Ci vuole un mix di sviluppo economico, programma culturale, sviluppo economico, politiche giovanili, di sport, di turismo, un programma articolato che evidentemente manca, ma non per deficienza di un solo componente della giunta, c’è una pletora di esperti, consulenti, comunicatori che costituisce un bubbone che per primo dovrebbe essere asportato, se Cassì vuole continuare a sopravvivere, perché di sopravvivenza si tratta.
Con quello che c’è a disposizione, solamente guardando al consiglio comunale, è allucinante circondarsi ancora di soggetti opinabili e inadeguati.

Questa la nota di Luca Poidomani:

“Una politica più incisiva per il centro storico. Un’attenzione supplementare si rende utile. Perché quella che, finora, allo stesso è stata riservata, non ha sortito, con tutta evidenza, gli effetti sperati. E non ci si venga a dire che non amiamo il centro storico. Anzi, proprio perché siamo convinti assertori del suo rilancio, è chiaro che bisogna operare con tutta una serie di scelte che possano risultare più efficaci. Sotto ogni punto di vista”.
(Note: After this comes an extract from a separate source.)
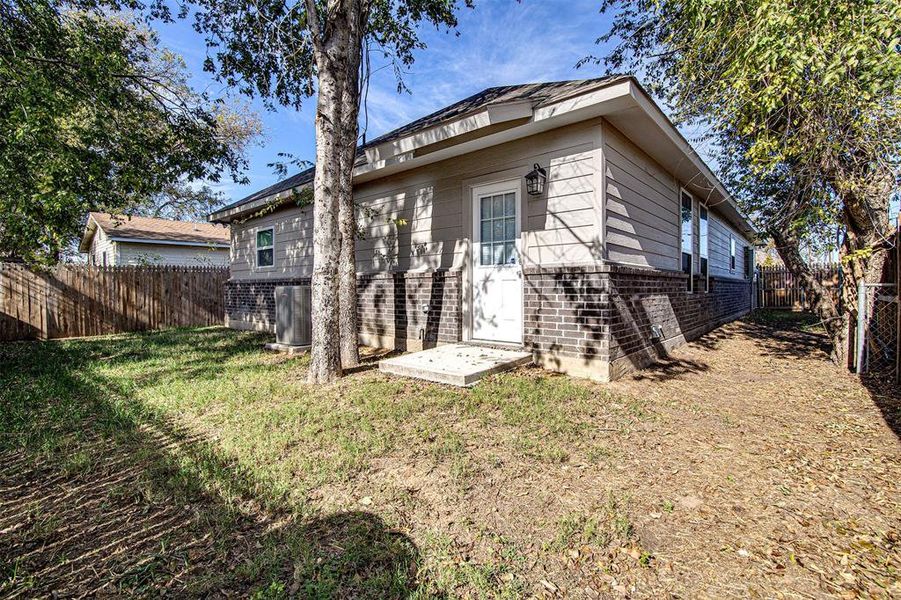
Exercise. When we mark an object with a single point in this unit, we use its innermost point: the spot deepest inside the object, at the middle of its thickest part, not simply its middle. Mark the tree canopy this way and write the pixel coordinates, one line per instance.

Lo afferma il coordinatore cittadino di Fratelli d’Italia a Ragusa, Luca Poidomani, dopo avere preso atto, tra l’altro, che, nel piano di spesa della legge su Ibla, approvato di recente in commissione, sono state esitate delle misure che contemplano l’individuazione di somme da destinare a giovani studenti provenienti da altre città che scelgono i corsi universitari attivi su Ragusa.
“E’ fin troppo evidente – continua – che soltanto questo non basta. Perché continuiamo a confrontarci con un centro storico abbandonato a sé stesso, un centro storico senza adeguate attenzioni.
Quindi, se l’amministrazione intende fare qualcosa, lo faccia subito. Magari, ad esempio, puntando su un piano particolareggiato per il centro storico che fornisce la possibilità a chi decide di abitarci di potere abbattere e ricostruire rispettando le cubature e, quindi, di ristrutturare le abitazioni già esistenti.
E diamo a chi intende vivere il centro storico la possibilità di potere contare non tanto su incentivi vaghi quanto sulla possibilità di puntare su sgravi specifici dei tributi comunali. Si potrebbe programmare la riduzione dei tributi comunali per un periodo quinquennale o, addirittura, decennale: sarebbe un bell’aiuto”.
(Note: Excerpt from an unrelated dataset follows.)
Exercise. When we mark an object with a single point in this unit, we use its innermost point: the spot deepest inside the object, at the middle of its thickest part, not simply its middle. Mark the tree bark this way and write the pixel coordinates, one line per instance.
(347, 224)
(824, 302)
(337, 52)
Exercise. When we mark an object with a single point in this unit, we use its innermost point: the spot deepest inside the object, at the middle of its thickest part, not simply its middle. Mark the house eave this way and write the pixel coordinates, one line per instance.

“Ci sembra – continua Poidomani – che l’amministrazione comunale, per quanto riguarda anche il centro storico, abbia fatto solo annunci spot.
Il presidio di polizia comunale in piazza San Giovanni? Bene. Ma che cosa è cambiato? In sostanza nulla. Solo un’operazione d’immagine.
L’annuncio dell’incremento dei controlli prima dell’estate? Bene anche questo. Ma di fatto non è aumentata la percezione di sicurezza. Anzi, i mesi di gennaio e febbraio, da questo punto di vista, non ci hanno consentito di stare tranquilli. Molti episodi limite (dalla tentata violenza sessuale all’accoltellamento in via Roma, giusto per ricordare i due più clamorosi).
La sensazione, lo ribadiamo, è quello di un centro storico che sembra essere abbandonato a sé stesso. Dobbiamo invertire subito questa tendenza. Non possiamo più aspettare. È da tempo che la situazione è sfuggita di mano. Attendere oltre determinerebbe un declino irreversibile di cui questa amministrazione sarebbe responsabile. E forse è il caso che il sindaco si renda conto che qualche elemento della sua squadra non è certamente il più adatto per il compito assegnatogli”.